Pembukaan dan Peresmian
Diskusi Panel Serial
"Nilai Keindonesiaan”
Waktu :
Sabtu, 01 Agustus 2015
Tempat :
Sultan Hotel, Ballroom A, Jl. Gatot Subroto, Jakarta, 10270
Laporan :
Pontjo Sutowo
Penjelasan :
Dr. Daoed Joesoef
Keynote Speech :
Dr. Anies Baswedan
Penyelenggara :
Yayasan Suluh Nuswantara Bakti (YSNB)
Diskusi ini merupakan Seri Pertama dari serial diskusi “Membangun Budaya Bangsa dan Nilai Keindonesiaan Demi Masa Depan Bangsa”, yang akan berlangsung dari bulan Agustus 2015 s/d November 2016.
Slide foto-foto selama acara |
VIDEO ACARA :
https://youtu.be/yB7RKl2XwYk
Polemik Kebudayaan - Daoed Joesoef :
Polemik Kebudayaan
Daoed Joesoef
"Kebudayaan bangsa ialah kebudayaan yang timbul sebagai buah' usaha budi daya rakyat Indonesia seluruhnya.
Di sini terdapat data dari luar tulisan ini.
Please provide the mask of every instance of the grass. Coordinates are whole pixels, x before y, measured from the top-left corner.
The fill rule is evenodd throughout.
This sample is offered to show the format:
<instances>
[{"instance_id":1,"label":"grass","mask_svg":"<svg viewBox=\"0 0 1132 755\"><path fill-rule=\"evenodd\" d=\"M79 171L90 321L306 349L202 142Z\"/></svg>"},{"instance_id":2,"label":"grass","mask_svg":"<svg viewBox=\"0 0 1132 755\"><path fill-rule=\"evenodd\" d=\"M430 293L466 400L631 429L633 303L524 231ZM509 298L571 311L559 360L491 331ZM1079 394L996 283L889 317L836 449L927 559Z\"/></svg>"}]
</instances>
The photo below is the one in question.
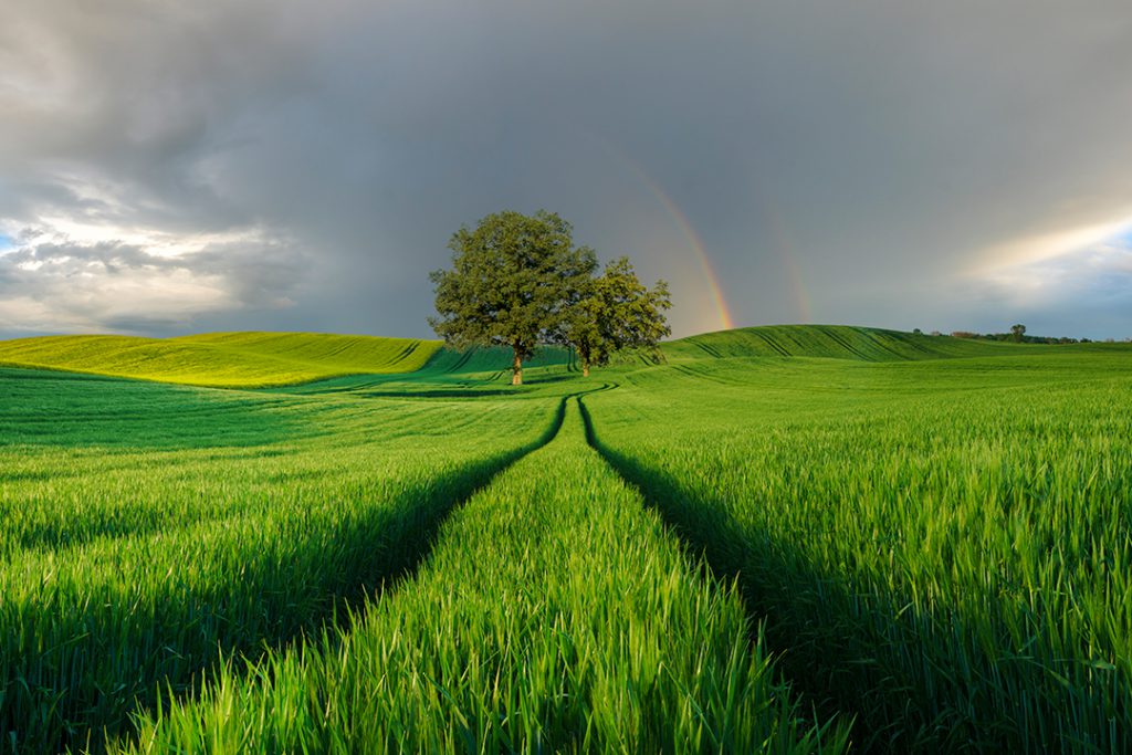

Kebudayaan lama dan asli, yang terdapat sebagai puncak-puncak kebudayaan di daerah-daerah di seluruh Indonesia, terhitung sebagai kebudayaan bangsa. Usaha kebudayaan harus menuju ke arah kemajuan, budaya, dan persatuan, dengan tidak menolak bahan-bahan baru dari kebudayaan asing yang dapat memperkembangkan atau memperkaya kebudayaan bangsa sendiri, serta mempertinggi derajat kemanusiaan bangsa Indonesia".
Penjelasan UUD '45
BERDASARKAN bunyi penjelasan yang seperti ini kiranya dapat dikatakan bahwa pengertian UUD '45 tentang kebudayaan Indonesia sama sekali tidak sekacau seperti yang dinyatakan oleh Prof. S. Takdir Alisjahbana.
Pengertian tersebut tidak kacau, karena ia jelas mengatakan ke arah mana usaha kebudayaan itu harus kita kembangkan, untuk apa usaha itu dilakukan, dan di mana sumber bahan-bahan kebudayaan itu harus dicari. Dan dengan tegas mengatakan bahwa sumber itu dapat saja berupa kebudayaan asing, pengertian kebudayaan dari UUD '45 ini tidak hanya tidak kacau, tetapi bahkan lebih-lebih, tidak picik. Sebab, ia tegas memungkinkan adanya akulturasi, yang pasti diperlukan oleh modernisasi yang begitu didambakan oleh Prof. S. Takdir Alisjahbana.
Bila bahan-bahan baru dari kebudayaan asing yang positif — atau akulturasi — tidak ditolak, maka secara implisit berarti bahwa UUD '45 menghendaki kita tidak hanya sebagai pengemban kebudayaan, tetapi juga, dan lebih-lebih, menjadi pengolah kebudayaan.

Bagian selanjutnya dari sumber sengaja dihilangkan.